Annotation Process

Use of WebApollo to annotate current Tallapoosa darter genome scaffolds. The Tallapoosa darter genome annotation workflow in this instance of WebApollo is set up to utilize fgenesh generated gene models as starting points.

General instructions (PDF) for using WebApollo are available at:

There is also a demo site where one can try out all of the editing features without concern of ruining anything:

To annotate the Tallapoosa darter scaffolds a user must have a login and password. If interested, email Leos Kral ( to obtain these. To just look at the scaffolds and current annotations use the following credentials:

User name: guest
Password: guest

In the current version of WebApollo a guest user can not view the Annotation Info Editor content where accession numbers for gene models are noted. This limitation will be removed in the next update of the software. To access this instance of WebApollo, log in.

Once logged in, a list of all available scaffolds is presented. In the figure below the scaffolds are sorted by size. Scaffolds can also be sorted by name. Just click the relevant heading to obtain the sorting desired. In this description of an annotation process, scaffold234_size47437 is selected.

Once the scaffold of interest is selected, a new tab opens that presents the scaffold for annotation. In this case, the scaffold is 47,437 nucleotides in length but notice that only part of the scaffold is selected for viewing (from about 10,000 to 40,000 as indicated by the red rectangle). To magnify or to view a longer part of the scaffold click on the relevant magnifying glass icons shown in the red oval. In this example the - icon is clicked to view the entire scaffold length. (Note: sometimes the first - click seems to be ignored. If that happens, just click on one of the + icons and then click the - icons).
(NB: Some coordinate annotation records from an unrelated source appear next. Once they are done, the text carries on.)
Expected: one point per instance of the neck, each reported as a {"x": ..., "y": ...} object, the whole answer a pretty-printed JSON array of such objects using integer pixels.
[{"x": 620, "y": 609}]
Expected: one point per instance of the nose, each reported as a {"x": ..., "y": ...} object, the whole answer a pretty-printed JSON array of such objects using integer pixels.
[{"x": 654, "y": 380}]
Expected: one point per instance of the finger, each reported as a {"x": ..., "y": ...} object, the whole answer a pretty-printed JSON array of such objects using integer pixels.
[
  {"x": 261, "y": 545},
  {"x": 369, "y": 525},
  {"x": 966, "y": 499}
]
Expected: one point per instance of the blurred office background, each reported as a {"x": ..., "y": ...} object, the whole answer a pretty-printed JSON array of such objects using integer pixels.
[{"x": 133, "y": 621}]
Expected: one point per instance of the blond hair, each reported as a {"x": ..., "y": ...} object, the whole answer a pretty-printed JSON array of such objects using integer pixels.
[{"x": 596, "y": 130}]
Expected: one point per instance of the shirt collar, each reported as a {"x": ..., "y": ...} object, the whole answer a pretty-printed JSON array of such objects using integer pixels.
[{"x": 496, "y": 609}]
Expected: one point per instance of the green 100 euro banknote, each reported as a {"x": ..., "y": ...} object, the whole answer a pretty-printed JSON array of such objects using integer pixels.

The view has now been expanded to encompass the entire length of the scaffold as shown by the extent of the red rectangle and also by the full extent of the light blue color. In this example the evidence tracks showing locations of possible genes are not displayed. The Tallapoosa darter WebApollo instance has only one evidence track available. This evidence track was generated by the fgenesh program. To display this evidence track double click the fgenesh button shown in the red oval.

The fgenesh predicted gene or genes for this scaffold now appear below the yellow user area. In this example, the fgenesh algorithm predicted one gene (shown in red oval) spanning the entire scaffold. The vertical green bars are the predicted exons.
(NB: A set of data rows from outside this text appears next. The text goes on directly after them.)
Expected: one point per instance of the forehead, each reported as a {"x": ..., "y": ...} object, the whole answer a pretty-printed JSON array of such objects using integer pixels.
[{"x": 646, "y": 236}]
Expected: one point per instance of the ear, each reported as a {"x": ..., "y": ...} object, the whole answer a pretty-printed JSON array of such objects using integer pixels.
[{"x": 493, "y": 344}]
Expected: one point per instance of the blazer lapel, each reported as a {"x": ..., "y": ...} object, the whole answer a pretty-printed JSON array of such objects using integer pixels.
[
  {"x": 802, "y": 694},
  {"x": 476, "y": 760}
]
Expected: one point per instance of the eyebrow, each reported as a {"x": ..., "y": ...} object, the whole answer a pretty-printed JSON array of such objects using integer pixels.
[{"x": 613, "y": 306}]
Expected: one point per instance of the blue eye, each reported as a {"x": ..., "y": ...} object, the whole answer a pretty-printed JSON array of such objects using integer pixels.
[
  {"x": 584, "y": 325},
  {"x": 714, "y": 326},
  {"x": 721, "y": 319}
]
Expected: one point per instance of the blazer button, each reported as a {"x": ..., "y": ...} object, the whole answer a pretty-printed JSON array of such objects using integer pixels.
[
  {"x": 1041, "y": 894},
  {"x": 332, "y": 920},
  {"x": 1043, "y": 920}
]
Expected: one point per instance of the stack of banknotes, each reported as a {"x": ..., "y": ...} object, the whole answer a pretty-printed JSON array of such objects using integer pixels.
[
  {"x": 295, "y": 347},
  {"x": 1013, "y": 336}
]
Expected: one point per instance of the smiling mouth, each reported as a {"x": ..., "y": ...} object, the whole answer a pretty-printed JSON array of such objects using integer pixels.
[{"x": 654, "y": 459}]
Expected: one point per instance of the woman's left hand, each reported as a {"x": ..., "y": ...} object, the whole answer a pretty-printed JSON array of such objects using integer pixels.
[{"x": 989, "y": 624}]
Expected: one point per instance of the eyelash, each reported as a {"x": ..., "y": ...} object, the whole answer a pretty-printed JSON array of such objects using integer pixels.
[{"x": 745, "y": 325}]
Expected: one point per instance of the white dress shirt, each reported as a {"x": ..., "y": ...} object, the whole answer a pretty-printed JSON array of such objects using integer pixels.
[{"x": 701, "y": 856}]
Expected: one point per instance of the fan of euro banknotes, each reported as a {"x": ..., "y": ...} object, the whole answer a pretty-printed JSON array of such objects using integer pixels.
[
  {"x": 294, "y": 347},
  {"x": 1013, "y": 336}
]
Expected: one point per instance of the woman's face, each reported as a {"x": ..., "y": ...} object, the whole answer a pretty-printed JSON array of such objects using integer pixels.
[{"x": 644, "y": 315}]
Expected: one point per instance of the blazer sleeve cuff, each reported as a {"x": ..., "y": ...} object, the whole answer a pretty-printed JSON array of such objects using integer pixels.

Double clicking any of the predicted exons will select the entire predicted gene and this gene model can be slid up into the User-created Annotations area.
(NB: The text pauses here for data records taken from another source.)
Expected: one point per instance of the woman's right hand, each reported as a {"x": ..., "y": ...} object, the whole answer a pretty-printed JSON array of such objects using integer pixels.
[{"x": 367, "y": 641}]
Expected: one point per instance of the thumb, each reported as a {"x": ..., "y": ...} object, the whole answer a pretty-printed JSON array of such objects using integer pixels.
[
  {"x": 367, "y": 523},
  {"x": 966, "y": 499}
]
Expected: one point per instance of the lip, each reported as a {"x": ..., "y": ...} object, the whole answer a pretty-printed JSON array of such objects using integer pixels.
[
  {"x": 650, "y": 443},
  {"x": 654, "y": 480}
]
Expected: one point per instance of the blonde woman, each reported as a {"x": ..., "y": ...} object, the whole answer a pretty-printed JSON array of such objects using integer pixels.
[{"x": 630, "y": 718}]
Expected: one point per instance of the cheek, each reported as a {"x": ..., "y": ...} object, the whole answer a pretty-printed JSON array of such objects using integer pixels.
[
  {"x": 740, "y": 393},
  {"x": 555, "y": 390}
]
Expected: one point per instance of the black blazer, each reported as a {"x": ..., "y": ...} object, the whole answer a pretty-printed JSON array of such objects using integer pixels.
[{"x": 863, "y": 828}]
Once the gene model is in the User Area, the exons are now shown as blue vertical bars or boxes.

Double clicking any of the blue exons selects the entire gene model and then right clicking this selected model brings up a menu from which "Get sequence" can be selected.

By default the amino acid sequence encoded by this gene model is displayed. Options are available to also display a variety of DNA sequences associated with the gene model.

To determine if this gene model actually represents a whole gene or part of a gene, the protein sequence can be used to search GenBank with blastp. In this example, proteins with high homology to the predicted protein sequence were identified in the GenBank database.

One of the proteins with the highest homology was a product of a predicted gene for SH3 and PX domain-containing protein 2A like protein from Takifugu rubripes

This Takifugu derived protein sequence was aligned to the scaffold DNA sequence with the fgenesh+ program to determine the corresponding exon/intron structure of this gene in this Tallapoosa darter scaffold. A portion of the output of this program is shown below where the predicted exon coordinates are indicated.

These coordinates can be used to guide a manual adjustment of the gene model in the User-created Annotations area. First, the entire gene model can be selected by double clicking any exon or individual exons can be selected by single clicking an exon. Then right clicking the selection will bring up a menu from which "Zoom to base level" can be selected.

In the base level view each of the intro/exon junctions can be adjusted according to the sequence of the closest matching protein and the coordinates obtained from fgenesh+. Exons can also be added or deleted as necessary.

Alternatively, the fgenesh+ output file can be converted to GFF3 format, and this reformatted file can be directly imported into WebApollo as a new gene model. The fgenesh+ generated gene model based on the Takifugu protein sequence is shown in the red oval below.

Shown in the red box below are additional fgenesh+ generated gene models based on alignments with three different protein isoforms derived form predicted SH3 and PX domain-containing protein 2A like annotations of Oreochromis niloticus.

As can be seen, the original fgenesh generated gene model contains an excess number of exons. However, the model did serve its purpose by indicating the possible location of a gene in the scaffold and the predicted protein sequence had sufficient similarity to an actual protein sequence in GenBank to enable a refined annotation of this gene.